Love isn’t supposed to be so wicked. The heart needn’t be tested like this. And still I throw the first punch, the second, and all those others until people pull me off of him.

He woke up under the urinal with his front tooth chipped and lips bleeding. The blood was congealing to him to the surface below. He realizes he must have been here awhile. The place where his cheek is making love to the floor smells of other men and he wishes he had the mind to get up and run from this place or at least wash the stale piss from his face.

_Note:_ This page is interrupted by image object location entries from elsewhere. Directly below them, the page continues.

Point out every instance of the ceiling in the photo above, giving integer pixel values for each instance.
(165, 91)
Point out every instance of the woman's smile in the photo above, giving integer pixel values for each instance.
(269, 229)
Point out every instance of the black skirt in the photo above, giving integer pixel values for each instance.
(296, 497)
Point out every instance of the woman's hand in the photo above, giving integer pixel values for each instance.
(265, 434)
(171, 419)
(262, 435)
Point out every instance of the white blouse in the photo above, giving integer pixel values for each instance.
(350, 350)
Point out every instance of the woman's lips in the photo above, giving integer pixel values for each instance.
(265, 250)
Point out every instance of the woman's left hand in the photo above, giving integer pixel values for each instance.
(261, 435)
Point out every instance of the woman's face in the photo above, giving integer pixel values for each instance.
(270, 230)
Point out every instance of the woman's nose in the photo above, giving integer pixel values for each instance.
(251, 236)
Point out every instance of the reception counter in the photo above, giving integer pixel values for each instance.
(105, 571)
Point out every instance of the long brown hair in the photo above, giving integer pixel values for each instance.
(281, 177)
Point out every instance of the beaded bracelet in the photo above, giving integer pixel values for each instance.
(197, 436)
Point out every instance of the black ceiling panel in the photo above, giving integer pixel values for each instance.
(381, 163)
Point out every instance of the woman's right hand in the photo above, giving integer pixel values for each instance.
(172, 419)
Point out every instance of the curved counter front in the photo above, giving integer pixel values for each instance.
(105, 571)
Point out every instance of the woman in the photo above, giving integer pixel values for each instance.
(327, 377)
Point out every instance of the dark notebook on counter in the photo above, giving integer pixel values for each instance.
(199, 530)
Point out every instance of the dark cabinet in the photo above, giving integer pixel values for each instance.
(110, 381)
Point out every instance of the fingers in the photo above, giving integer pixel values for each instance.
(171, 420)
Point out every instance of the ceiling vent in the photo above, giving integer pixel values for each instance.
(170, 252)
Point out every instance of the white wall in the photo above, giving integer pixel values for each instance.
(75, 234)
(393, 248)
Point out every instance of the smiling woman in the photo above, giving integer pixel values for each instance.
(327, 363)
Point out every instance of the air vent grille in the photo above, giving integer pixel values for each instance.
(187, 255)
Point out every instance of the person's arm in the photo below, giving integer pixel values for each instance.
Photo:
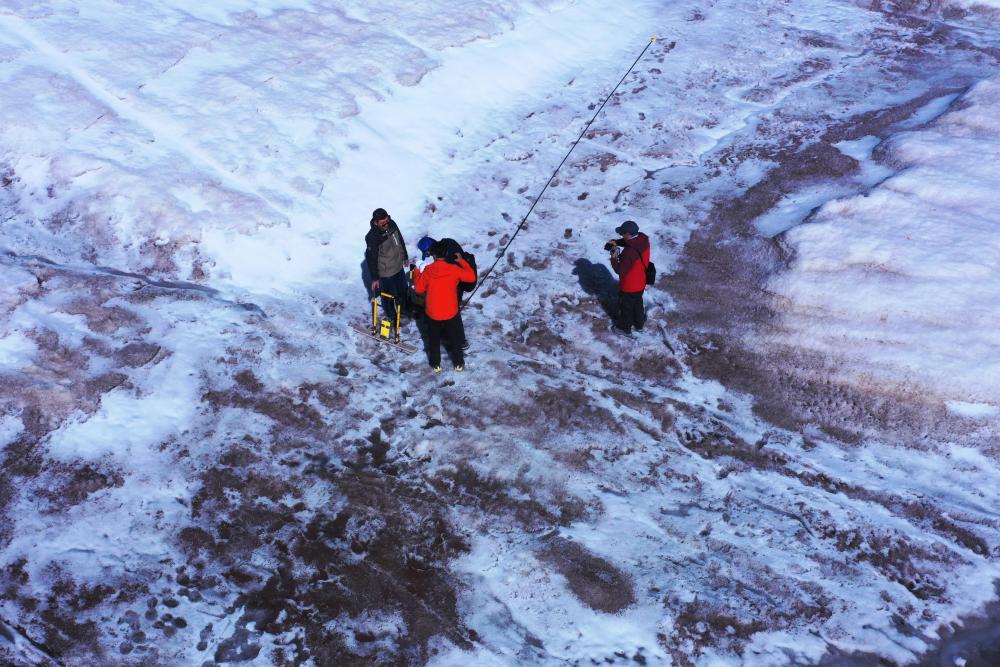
(419, 281)
(465, 272)
(623, 261)
(402, 243)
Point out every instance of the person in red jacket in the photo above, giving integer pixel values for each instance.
(439, 285)
(629, 259)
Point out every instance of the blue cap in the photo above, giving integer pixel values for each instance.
(424, 245)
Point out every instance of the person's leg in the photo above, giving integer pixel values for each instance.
(622, 318)
(459, 340)
(434, 342)
(453, 329)
(640, 311)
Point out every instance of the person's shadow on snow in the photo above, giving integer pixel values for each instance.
(597, 280)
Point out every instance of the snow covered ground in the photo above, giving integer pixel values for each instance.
(797, 463)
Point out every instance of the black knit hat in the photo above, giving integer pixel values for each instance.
(438, 249)
(627, 227)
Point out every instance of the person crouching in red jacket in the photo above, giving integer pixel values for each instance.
(629, 259)
(439, 283)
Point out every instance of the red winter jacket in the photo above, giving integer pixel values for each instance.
(440, 282)
(631, 271)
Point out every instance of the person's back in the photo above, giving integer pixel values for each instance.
(439, 283)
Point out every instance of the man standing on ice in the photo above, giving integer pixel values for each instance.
(439, 282)
(386, 256)
(453, 249)
(629, 259)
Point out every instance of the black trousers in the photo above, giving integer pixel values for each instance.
(631, 311)
(455, 333)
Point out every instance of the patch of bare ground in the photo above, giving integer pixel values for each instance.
(732, 606)
(595, 581)
(960, 530)
(378, 549)
(724, 307)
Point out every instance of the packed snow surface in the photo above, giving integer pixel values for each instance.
(796, 462)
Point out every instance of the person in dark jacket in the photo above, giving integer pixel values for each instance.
(439, 282)
(629, 259)
(386, 257)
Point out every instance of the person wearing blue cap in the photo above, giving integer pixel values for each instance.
(452, 253)
(630, 260)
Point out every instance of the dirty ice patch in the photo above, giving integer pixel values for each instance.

He didn’t give a shit about anything anymore. Look what that stupid bitch had done to him….again. Why the fuck does he continue to go back to her for more? His dick knows the answer and somehow never relays this to his brain because hell if they would do this over and over again if they were on the same page. Or, maybe they would. At this point he was unsure of anything.

He looks over at his twisted fingers and bruised knuckles. In their grip is a tiny magazine he remembered picking up from the top of the urinal. It wasn’t full of Jesus like the usual ones, but little poems. He thought that was weird. What dude wants to read poems with his cock in his hand? What dude wants to read poems while he is drunk for that matter? Apparently, he thought, I’m that sort of dude, but look what it got me….busted teeth and a mouth full of urine water.

The little magazine stared at him in his dead eye from his mutilated hand. He wondered if his neck was broken and maybe he couldn’t get up or if he was just sick to death of repeating his miseries. He just lay there breathing in the disrespect of other men, men just like him and thought considering his actions in life, this was as good a penance as any other.

“What’s that filthy-looking liquid you’re pouring on the carpet?” demanded Belle during the cocktail party.

“It’s what’s left of my soul,” Ron replied, eyeing the fluid, and the watery ice cubes that fell on the avocado-colored shag carpeting.

“Oh, don’t be so dramatic,” said Belle, lifting her finger to signal white-suited minions, who hurried in and began an extensive scrubbing operation, using brightly-colored sponges to remove the stain.

“The pink in the liquid is residue of my brain, and the runny red is my blood, sweat, and tears you have wrung out of me in our relationship,” Ron added as Belle supervised the scrubbing operation.

“Do you ever look at this from my perspective? Do you know how much work I do to keep things on track?” she queried as one of the minions moved from the carpet, and began scrubbing the toes of her white plastic boots.

Prone on the carpet, Ron drifted into a dream, encountering his identity from a past life:

“I’m Roy, I run the neighborhood hardware store on Saturday mornings and beyond. I have sharp, penetrating eyes, but a friendly manner. I have been here forever, and will remain here throughout eternity. I chain-smoke and fantasize about committing bizarre sexual crimes. ‘Yes, a radio transistor, sir? Right away.’ I live in a faded yellow house in our respectable tree-lined neighborhood. I fix the neighborhood’s bicycles and kites, with a bright sparkle in my eye. Why are you judging me?”

In the past life, Belle’s earlier soul had been Roy’s 9th victim.

Ron licked Belle’s white boots and she kicked him in the teeth. He slathered around on the heavy fabric, looking for molar remnants, and she kicked him some more, spilling blood onto the carpet.